Kansas reached for it, hand shaking. Why did she feel that something bad was about to happen?
Oh, right. It’s Oz. Bad things always happen here.
She unfolded the thick paper. Curved shapes scored the cream-colored sheet, swirling like cigarette smoke. If she squinted, she could almost make out a rocking chair and striped sock from the jumbled nonsense.
“You an artist now?”
“Looks like doodling to me.”
Scarecrow looked confused.
“I don’t get it. How come I can read this and you can’t?”

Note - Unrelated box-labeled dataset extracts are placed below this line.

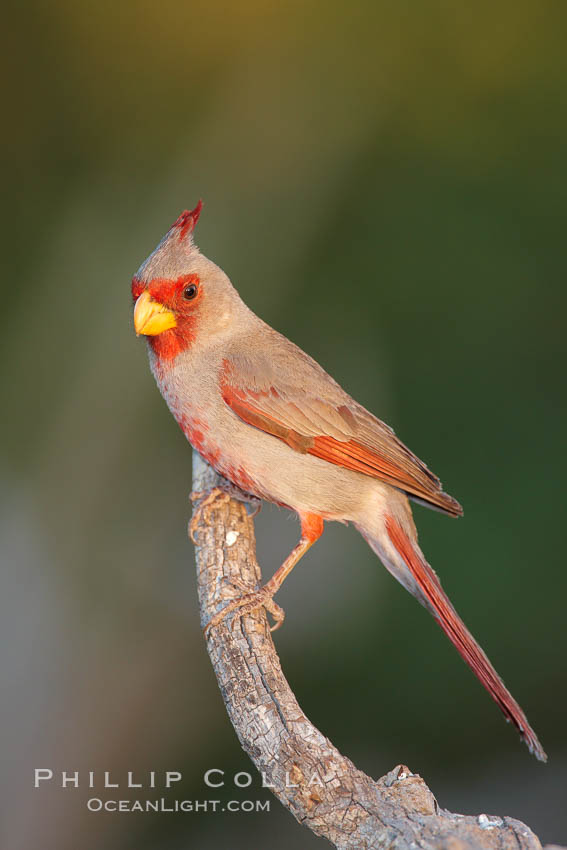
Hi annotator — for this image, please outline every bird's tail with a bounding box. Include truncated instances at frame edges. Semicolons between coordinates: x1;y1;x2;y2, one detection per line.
359;506;547;761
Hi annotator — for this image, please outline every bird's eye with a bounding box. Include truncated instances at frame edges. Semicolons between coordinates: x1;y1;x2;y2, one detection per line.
183;283;198;301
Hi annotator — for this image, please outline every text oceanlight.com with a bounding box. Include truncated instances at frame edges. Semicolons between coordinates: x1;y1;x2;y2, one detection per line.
87;797;270;814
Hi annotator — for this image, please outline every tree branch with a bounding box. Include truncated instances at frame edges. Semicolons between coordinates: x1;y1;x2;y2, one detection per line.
193;452;556;850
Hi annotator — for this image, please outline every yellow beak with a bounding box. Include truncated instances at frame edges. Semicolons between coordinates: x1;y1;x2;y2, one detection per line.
134;290;177;336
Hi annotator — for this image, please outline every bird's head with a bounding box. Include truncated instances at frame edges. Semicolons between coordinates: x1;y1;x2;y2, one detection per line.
132;201;243;360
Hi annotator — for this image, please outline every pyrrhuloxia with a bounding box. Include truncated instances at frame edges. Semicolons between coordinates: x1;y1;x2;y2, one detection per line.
132;202;546;760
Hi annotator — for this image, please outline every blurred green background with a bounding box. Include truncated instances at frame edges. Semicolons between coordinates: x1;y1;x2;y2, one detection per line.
0;0;567;850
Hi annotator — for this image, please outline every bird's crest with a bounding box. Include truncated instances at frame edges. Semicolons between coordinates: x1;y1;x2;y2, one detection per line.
170;200;203;242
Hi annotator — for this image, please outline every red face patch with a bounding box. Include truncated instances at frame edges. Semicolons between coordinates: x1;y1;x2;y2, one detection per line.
132;274;202;360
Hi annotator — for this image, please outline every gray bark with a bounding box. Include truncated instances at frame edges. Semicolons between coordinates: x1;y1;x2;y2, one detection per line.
193;453;560;850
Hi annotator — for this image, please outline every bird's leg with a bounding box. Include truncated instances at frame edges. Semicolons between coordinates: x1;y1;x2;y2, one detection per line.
204;514;323;635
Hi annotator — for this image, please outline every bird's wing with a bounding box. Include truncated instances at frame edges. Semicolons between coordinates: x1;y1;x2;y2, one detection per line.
221;335;463;516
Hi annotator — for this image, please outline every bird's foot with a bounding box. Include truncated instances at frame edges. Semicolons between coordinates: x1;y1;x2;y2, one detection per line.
203;582;285;637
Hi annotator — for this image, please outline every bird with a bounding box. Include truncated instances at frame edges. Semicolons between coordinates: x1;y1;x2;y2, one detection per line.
132;201;547;761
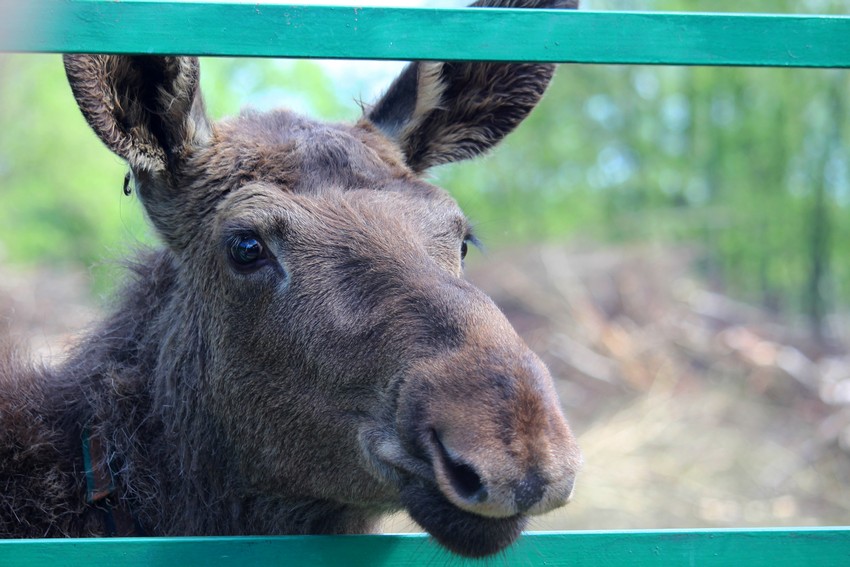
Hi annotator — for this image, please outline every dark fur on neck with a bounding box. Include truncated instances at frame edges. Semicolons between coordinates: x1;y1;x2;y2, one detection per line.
0;252;375;537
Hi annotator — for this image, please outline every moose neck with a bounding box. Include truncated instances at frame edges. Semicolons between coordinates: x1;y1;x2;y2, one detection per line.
54;252;369;535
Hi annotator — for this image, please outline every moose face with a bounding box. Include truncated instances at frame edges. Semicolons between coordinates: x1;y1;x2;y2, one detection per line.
65;4;580;556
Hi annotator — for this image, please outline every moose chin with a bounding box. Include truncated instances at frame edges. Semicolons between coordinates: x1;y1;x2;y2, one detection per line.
0;0;581;556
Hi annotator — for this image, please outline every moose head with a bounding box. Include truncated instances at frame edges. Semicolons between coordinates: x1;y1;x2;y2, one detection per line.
59;0;580;556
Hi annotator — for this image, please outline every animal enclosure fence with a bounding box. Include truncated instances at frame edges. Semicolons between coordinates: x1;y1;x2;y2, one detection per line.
0;0;850;566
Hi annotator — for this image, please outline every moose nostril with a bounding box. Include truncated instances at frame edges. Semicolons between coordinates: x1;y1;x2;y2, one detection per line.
431;431;488;503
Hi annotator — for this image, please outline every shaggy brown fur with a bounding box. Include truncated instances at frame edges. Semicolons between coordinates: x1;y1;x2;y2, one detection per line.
0;0;580;556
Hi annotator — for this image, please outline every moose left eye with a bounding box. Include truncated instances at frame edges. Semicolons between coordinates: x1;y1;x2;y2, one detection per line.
228;235;266;271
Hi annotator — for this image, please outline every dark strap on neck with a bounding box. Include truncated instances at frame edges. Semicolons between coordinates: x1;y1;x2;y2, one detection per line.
83;427;145;537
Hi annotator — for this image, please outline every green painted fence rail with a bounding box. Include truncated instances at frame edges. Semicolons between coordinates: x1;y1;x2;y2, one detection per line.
0;528;850;567
0;0;850;67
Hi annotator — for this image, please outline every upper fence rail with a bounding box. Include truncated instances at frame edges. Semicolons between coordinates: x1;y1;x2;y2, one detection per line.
0;0;850;68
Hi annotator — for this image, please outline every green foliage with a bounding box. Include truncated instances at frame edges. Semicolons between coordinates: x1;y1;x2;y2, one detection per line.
0;55;148;288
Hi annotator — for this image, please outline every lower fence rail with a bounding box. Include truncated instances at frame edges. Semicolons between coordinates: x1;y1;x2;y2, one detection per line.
0;527;850;567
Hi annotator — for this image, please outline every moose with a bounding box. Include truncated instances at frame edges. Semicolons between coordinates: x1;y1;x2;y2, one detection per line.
0;0;581;557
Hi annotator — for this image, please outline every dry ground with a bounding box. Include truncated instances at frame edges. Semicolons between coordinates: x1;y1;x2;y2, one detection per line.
0;246;850;531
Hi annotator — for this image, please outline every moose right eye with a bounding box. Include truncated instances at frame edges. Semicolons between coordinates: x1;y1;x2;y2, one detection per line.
228;234;267;272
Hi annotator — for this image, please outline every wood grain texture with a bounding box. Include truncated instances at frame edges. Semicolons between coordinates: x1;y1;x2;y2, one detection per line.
0;0;850;67
0;528;850;567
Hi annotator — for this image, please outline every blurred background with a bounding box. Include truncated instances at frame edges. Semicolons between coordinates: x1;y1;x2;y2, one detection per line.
0;0;850;530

Kansas couldn’t care less.
“Well? Don’t you want to know what it says?” He didn’t wait for her to answer. “It’s a map. A treasure map.”
“Well, have fun with that. I’ve gotta get some sleep. The Wiz has me working a double tonight.”
She turned to leave, knowing she’d probably never see Scarecrow again. Hay-headed idiot’ll probably get himself picked apart by flying horses or something.
“It leads to a time portal!”
Kansas stopped, silver shoes glued to the porch. Did he just say…
He spun her around, childlike enthusiasm in his every glance, every word.
“It’s where I’ve been all this time, looking for a way to get you back home after the slippers turned out to be a hoax. I remembered what you told me once about wadges.”
It took her a minute to translate his words. “Do you mean ‘watches?’”
“Yeah, those timey-whymy things you said people used to change the time.”
Just like that, her hopes crashed and burned. Served her right for letting herself get carried away, even for a second.
“You can’t change time with a watch, Scarecrow. It doesn’t affect anything.”
“Maybe not where you’re from,” he said, grin ridiculously wide. “But they do in Oz.”
Kansas didn’t know whether to believe him or get him a good stiff drink.
“Tell me more.”
“The map leads to the Time Dragon. It’s a ma-chine that makes time. All we gotta do is find him and ask to turn back the Great Clock to before you came to Oz. It’s as simple as a cornfield!”
“You’ve forgotten one thing, Straw-for-Brains.” She crossed her arms. “We do that, the Witch comes back to life. Remember what Oz was like before I doused her?”
“Yeah, I do. Animals were free to speak, the Emerald City had jobs, and you didn’t have to wear things like that just to earn a couple o’buckeroos.”
Kansas’ breath caught in her throat.
“Are you saying what I think you’re saying?”
Scarecrow took her hands in his and gave them a little squeeze.
“Yup. I’m sayin’ we ask the Time Dragon to send you home and bring back the Wicked Witch of the West.”